Of course, there are times and places for secret revelation. Around the Christmas dinner table, where emotions are already running high, is probably not one of those, experts say. Nor are psychologically loaded events like college graduations and wedding anniversaries.




Jane* is a 45-year-old business consultant who knows all about powerful secrets. When Jane was a teenager, her mother died suddenly in her sleep, leaving four children, of whom Jane was the eldest. It was two weeks before Jane's father told her that her mother had swallowed a bottle of barbiturates.

"Nobody except my father knew how to tell us. It was just too hard," she says. "And as a family we never talked about what the heck happened. That was not a good thing. That was really, profoundly, not a good thing."

Years later, the day before she left home for college, Jane's father, as he put away tools at his workbench, asked her if she knew that her mother was Jewish—yet another significant secret. Jane's grandmother had asked Jane's father to tell Jane about her Jewish heritage because she thought she should know.

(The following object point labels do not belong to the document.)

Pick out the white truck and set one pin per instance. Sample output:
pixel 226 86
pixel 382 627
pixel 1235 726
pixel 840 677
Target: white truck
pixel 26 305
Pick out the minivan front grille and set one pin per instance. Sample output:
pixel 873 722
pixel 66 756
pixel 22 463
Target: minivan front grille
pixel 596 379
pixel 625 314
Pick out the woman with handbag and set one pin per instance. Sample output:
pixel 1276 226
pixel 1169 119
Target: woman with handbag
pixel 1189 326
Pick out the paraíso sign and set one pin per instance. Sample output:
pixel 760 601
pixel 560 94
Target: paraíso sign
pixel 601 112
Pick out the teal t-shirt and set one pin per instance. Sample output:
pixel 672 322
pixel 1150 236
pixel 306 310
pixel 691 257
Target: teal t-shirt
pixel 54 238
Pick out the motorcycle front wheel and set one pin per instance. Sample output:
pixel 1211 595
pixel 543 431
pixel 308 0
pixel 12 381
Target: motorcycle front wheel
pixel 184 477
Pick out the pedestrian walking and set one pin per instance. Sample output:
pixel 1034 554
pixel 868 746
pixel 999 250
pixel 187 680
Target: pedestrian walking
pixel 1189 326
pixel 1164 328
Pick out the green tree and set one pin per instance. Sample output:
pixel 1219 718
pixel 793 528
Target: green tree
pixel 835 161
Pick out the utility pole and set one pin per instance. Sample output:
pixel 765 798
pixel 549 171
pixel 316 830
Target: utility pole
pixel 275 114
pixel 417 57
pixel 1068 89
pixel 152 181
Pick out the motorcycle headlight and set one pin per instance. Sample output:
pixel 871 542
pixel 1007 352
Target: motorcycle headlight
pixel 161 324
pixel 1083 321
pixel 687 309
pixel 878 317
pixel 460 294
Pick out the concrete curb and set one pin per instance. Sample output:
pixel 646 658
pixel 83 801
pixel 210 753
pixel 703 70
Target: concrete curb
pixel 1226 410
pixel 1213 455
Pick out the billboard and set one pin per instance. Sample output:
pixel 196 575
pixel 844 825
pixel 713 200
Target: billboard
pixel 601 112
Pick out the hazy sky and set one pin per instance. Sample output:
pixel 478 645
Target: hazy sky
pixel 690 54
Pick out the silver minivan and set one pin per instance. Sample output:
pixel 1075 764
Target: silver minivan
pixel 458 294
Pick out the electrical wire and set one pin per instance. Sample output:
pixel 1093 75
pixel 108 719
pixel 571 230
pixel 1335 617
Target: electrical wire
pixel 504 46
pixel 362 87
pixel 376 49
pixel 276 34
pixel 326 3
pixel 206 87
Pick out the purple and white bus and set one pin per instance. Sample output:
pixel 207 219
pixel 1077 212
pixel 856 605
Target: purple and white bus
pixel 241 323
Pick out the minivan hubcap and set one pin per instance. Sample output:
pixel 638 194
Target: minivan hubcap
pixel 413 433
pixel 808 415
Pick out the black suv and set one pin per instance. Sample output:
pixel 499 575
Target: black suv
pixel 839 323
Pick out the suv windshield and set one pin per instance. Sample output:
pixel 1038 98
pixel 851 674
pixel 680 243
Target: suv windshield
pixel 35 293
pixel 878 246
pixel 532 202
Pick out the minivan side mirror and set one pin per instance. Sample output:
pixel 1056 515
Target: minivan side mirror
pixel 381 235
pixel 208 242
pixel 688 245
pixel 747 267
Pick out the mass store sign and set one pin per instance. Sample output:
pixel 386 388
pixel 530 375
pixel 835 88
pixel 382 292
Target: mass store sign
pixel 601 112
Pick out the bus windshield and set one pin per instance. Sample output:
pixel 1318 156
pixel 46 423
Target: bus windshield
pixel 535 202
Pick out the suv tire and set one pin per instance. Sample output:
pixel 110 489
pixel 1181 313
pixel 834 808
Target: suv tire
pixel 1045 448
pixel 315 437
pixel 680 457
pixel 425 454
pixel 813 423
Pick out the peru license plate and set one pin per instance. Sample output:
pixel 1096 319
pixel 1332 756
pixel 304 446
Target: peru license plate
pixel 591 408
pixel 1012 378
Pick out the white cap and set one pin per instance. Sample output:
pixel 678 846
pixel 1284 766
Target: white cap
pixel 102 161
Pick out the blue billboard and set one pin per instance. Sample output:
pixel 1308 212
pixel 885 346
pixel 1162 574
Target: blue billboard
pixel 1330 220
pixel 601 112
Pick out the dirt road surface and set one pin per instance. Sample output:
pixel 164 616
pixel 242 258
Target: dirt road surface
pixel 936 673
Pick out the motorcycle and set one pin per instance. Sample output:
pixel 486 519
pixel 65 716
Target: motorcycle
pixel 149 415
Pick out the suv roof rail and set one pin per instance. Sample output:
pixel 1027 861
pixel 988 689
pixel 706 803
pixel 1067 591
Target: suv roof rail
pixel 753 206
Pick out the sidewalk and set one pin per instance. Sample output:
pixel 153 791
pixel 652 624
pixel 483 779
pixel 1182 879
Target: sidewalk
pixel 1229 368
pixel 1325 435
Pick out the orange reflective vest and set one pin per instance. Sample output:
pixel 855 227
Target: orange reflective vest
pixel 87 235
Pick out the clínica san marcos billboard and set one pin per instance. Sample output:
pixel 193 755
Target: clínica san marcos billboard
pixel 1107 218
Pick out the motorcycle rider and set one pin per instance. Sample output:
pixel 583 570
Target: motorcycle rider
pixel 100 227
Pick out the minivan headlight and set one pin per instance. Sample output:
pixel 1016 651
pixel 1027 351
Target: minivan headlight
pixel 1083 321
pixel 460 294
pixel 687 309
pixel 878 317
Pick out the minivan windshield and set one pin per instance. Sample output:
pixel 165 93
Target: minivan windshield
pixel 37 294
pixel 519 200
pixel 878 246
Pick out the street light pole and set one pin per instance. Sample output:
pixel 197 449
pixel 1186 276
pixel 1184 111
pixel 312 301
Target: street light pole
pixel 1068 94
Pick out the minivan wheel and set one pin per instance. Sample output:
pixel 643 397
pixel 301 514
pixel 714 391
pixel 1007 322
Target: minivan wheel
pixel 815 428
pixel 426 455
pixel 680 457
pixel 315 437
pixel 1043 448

From her father, Jane learned that her maternal grandparents had fled Hungary for London in the late 1930s and that three of her four maternal great-grandparents had perished in the Holocaust. In order to escape the German bombing of London and move to Canada, which in 1940 had a highly anti-Semitic immigration policy, Jane's maternal grandparents, who were not religious Jews, converted to Christianity.

"A lot of things sure made sense to me once I did find out—like. . . how we observed holidays. There was a distinct lack of religiosity about Christmas in our house," says Jane.

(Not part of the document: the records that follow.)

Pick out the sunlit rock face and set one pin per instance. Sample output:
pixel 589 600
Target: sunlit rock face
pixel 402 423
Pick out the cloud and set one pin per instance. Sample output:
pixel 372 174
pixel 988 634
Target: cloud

As for when and how she was told: "For my mother's family, I think it is all part of a 'don't talk about it' phenomenon that [persisted] over lifetimes."





If you decide that the time has come to reveal your own hidden truth, there's one thing to be keenly aware of, says Imber-Black, the family therapist: the act of revealing a secret is just a start. What's key to resolution, she says, is being willing to deal with the consequences of your disclosure. "It's not a hit-and-run," she says. "If you're going to open a secret, you have to be prepared to hang in for the longer haul."

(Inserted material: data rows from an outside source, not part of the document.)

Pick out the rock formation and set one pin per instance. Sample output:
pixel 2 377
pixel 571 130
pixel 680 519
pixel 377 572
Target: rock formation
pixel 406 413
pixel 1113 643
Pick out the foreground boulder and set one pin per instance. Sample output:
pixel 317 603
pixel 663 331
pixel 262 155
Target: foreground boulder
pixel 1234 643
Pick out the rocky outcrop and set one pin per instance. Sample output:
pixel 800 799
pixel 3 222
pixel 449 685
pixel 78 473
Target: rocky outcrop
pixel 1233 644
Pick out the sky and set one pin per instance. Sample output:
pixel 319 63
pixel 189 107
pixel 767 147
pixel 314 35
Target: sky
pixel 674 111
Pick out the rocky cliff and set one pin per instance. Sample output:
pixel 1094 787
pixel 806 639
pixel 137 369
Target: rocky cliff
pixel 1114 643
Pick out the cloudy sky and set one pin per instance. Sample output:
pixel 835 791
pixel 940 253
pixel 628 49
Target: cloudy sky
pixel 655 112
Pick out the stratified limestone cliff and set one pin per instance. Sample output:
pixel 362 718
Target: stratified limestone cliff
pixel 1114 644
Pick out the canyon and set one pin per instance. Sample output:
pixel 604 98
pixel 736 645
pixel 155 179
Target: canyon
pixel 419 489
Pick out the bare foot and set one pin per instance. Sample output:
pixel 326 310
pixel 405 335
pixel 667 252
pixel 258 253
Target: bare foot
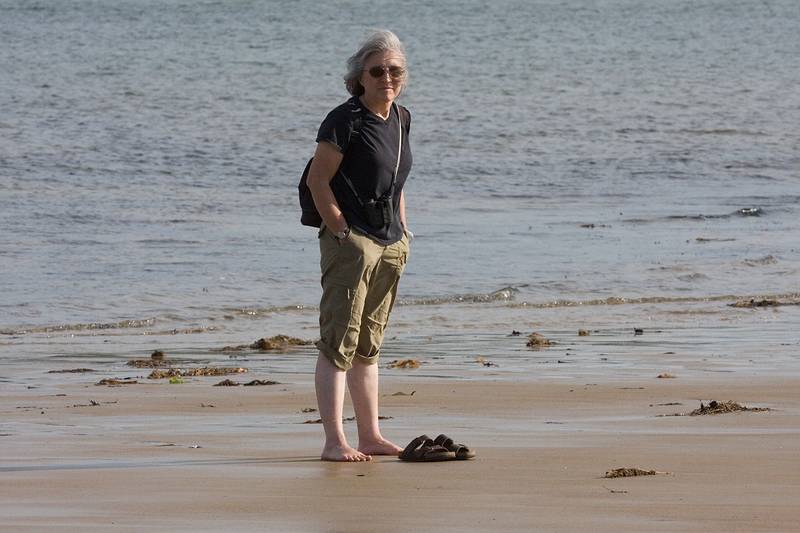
pixel 380 447
pixel 343 454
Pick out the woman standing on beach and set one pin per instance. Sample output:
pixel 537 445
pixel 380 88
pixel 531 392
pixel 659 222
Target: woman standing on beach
pixel 360 165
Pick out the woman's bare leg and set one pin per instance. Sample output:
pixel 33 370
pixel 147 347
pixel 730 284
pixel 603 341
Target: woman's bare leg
pixel 362 380
pixel 330 381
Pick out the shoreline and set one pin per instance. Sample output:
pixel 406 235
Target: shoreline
pixel 129 461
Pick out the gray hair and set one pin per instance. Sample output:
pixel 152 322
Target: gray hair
pixel 379 41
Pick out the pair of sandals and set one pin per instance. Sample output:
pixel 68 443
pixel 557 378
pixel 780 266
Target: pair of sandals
pixel 442 448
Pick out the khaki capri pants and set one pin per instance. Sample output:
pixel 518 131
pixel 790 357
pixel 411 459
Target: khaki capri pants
pixel 359 287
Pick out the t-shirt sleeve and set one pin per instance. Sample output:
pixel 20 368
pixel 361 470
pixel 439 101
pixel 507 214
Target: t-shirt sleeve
pixel 336 129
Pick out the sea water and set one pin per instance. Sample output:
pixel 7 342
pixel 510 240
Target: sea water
pixel 583 162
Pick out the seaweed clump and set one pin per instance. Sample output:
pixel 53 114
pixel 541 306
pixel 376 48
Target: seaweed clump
pixel 631 472
pixel 716 408
pixel 204 371
pixel 537 340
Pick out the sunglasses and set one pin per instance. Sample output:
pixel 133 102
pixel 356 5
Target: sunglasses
pixel 394 71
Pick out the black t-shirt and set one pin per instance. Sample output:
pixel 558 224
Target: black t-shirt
pixel 370 156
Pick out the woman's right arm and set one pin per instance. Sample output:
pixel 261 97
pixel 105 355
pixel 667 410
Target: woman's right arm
pixel 327 159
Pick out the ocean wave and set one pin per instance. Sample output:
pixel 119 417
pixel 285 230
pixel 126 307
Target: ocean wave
pixel 742 212
pixel 504 297
pixel 90 326
pixel 619 300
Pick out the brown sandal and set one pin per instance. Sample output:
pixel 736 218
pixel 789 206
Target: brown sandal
pixel 461 451
pixel 423 450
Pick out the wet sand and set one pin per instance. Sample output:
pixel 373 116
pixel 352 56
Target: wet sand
pixel 193 457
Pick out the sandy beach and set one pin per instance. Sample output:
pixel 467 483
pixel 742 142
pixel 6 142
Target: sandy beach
pixel 193 457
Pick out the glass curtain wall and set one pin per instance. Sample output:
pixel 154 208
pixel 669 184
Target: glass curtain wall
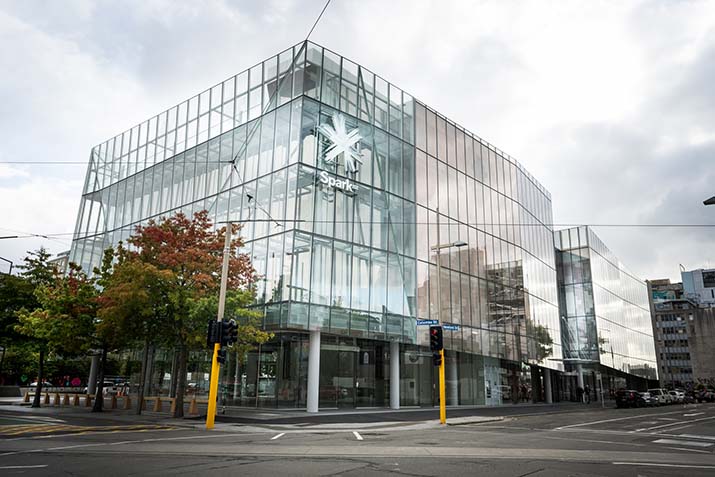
pixel 606 315
pixel 357 266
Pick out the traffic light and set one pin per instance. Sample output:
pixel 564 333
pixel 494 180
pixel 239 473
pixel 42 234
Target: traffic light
pixel 213 334
pixel 436 343
pixel 229 334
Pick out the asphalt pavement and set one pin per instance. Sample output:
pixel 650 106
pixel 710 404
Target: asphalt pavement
pixel 534 441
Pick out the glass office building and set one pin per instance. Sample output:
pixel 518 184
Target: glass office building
pixel 345 184
pixel 605 312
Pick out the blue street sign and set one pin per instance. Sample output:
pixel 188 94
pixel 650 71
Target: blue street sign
pixel 427 322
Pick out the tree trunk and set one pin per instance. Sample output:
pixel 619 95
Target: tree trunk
pixel 181 381
pixel 40 378
pixel 140 390
pixel 174 373
pixel 99 398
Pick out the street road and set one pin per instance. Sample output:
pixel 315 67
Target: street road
pixel 588 441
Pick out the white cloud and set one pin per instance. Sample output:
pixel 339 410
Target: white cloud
pixel 609 104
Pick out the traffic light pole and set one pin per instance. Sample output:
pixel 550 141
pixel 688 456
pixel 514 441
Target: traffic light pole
pixel 442 405
pixel 442 393
pixel 215 366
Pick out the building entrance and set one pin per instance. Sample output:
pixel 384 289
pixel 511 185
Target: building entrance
pixel 353 373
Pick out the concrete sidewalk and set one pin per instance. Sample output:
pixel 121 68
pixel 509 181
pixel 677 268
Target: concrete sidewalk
pixel 267 417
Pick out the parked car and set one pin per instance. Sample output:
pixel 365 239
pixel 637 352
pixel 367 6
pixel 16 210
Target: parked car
pixel 705 395
pixel 662 396
pixel 648 399
pixel 630 398
pixel 678 396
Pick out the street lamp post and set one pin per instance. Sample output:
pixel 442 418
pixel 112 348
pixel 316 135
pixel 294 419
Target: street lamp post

In her book, Imber-Black tells a story that makes the point dramatically. A couple in their mid-70s came to her for therapy because of the wife's pathological fear of germs—a fear so profound that she had not touched any human being, including her husband and grandchildren, in more than a decade. Midway through a months-long course of family therapy that included their adult daughters, the elderly parents shared a long-held secret: their oldest daughter had been conceived out of wedlock—a matter of tremendous shame to the young parents back in 1935. Their grown daughters were, in fact, already well aware of the "secret," but much relieved that their parents had at last brought it into the open. The end result was a revitalized, openly expressive, loving family—and the disappearance of the mother's morbid fear of germs.

It's also vital to choose the right person to tell, notes Kelly, the psychology professor at Notre Dame. "An appropriate confidant is discreet, nonjudgmental, and won't reject the revealer. If the person is insightful, that's an added bonus."

To be sure, few if any of us will ever face an audience as daunting as the American public. Still, Mark Felt, now 93, is sure that he made the right choice about revealing his own, famous secret. This spring, in an exclusive telephone interview with AARP The Magazine Online, he explained that the relief has been tremendous. "I'm glad to be out from under. I'm glad to be free."

* Some sources' names have been changed to protect their identity.